Beside technological progress, Ferguson sees the voyages of discovery as a direct result of this competition:
“The spice route’s lucrative final leg heading into Europe was tightly controlled by the Mamluks of Egypt and the Venetians. The Portuguese realized that if they could find an alternative route, (…) then this business could be theirs.“
The Voyages, in turn, accelerated Europe’s growth. The New World offered new nutrients. Partly in the form of new crops, such as the potatoes, partly by offering room. Room for an enormous expansion of that old Meditteranean cash crop: sugar. Room for unwanted population to migrate to. Room to fish, importantly but oft forgotten: the waters of the Eastern Seaboard offered plenty of cod and herring.
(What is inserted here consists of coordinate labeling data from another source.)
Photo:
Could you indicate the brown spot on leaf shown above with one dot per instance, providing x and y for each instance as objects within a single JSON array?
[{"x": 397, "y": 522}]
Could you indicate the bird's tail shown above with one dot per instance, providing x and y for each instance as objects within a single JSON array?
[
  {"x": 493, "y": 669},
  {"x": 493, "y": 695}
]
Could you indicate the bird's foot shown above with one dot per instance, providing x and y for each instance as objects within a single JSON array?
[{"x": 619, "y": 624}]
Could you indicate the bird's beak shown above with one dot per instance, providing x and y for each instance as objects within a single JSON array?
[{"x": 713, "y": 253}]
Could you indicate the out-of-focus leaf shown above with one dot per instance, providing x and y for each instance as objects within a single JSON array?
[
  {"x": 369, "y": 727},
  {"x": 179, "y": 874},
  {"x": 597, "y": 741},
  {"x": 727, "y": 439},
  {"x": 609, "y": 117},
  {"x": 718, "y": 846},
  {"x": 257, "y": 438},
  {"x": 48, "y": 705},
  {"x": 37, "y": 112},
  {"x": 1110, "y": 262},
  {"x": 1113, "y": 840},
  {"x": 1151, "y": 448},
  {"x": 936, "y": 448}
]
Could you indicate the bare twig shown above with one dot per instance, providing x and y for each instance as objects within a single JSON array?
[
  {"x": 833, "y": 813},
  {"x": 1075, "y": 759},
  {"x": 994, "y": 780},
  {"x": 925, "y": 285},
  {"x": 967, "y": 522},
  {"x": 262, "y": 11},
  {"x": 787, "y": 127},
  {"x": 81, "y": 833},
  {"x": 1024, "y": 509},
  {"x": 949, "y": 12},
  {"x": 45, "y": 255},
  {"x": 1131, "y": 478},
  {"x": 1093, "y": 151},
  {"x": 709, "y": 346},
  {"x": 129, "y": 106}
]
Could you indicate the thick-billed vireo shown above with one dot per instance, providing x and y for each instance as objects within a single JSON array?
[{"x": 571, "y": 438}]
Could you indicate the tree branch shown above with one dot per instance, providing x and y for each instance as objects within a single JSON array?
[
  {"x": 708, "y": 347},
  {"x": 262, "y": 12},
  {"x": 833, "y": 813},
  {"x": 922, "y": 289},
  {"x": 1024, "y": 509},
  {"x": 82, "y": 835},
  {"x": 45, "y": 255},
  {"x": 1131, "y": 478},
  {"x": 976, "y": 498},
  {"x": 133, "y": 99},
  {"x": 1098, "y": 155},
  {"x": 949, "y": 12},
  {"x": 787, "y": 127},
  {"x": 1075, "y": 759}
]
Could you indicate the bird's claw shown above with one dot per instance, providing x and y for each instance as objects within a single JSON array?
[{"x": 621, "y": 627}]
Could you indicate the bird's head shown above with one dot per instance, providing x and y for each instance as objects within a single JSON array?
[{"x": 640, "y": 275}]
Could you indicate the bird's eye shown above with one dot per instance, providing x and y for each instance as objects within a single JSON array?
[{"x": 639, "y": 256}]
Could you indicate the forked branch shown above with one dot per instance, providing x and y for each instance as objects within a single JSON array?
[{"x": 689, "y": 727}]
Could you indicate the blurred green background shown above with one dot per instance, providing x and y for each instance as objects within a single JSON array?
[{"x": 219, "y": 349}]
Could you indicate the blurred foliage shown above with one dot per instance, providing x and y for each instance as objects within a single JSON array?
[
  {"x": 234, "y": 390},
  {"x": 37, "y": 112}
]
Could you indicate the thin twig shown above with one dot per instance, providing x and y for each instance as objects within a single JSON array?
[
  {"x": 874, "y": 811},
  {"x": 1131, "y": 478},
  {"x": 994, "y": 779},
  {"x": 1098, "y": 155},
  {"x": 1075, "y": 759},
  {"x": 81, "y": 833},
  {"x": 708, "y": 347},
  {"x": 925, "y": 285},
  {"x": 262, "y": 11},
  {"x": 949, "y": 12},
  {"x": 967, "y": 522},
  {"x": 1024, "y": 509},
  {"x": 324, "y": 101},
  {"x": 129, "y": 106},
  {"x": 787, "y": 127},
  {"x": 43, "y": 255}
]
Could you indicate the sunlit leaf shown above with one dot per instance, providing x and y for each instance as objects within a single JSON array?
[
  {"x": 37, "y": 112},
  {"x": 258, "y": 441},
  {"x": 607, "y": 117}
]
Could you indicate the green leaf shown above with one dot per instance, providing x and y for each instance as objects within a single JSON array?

“Over time, the effect was to raise productivity, incomes, nutrition and even height. (…) This nutritional divergence explains the marked gap in stature that developed after 1600. The average height of English convicts in the eighteenth century was 5 feet 7 inches. The average height of Japanese soldiers in the same period was just 5 feet 2½ inches. When East met West by that time, they could no longer look one another straight in the eye.“
If the gap is now closing, it is because Asia – in this particular instance China – has embraced “competition, companies, markets, trade.” Under Deng Xiaoping China has opened its doors to trade with the rest of the world. Ferguson ends by concluding that Westerners’ domination of Resterners was the result of the “dynamic effect of competition in Western Europe – and the retarding effect of political monopoly in East Asia.”
But if that is true, hasn’t East met West by playing the same game?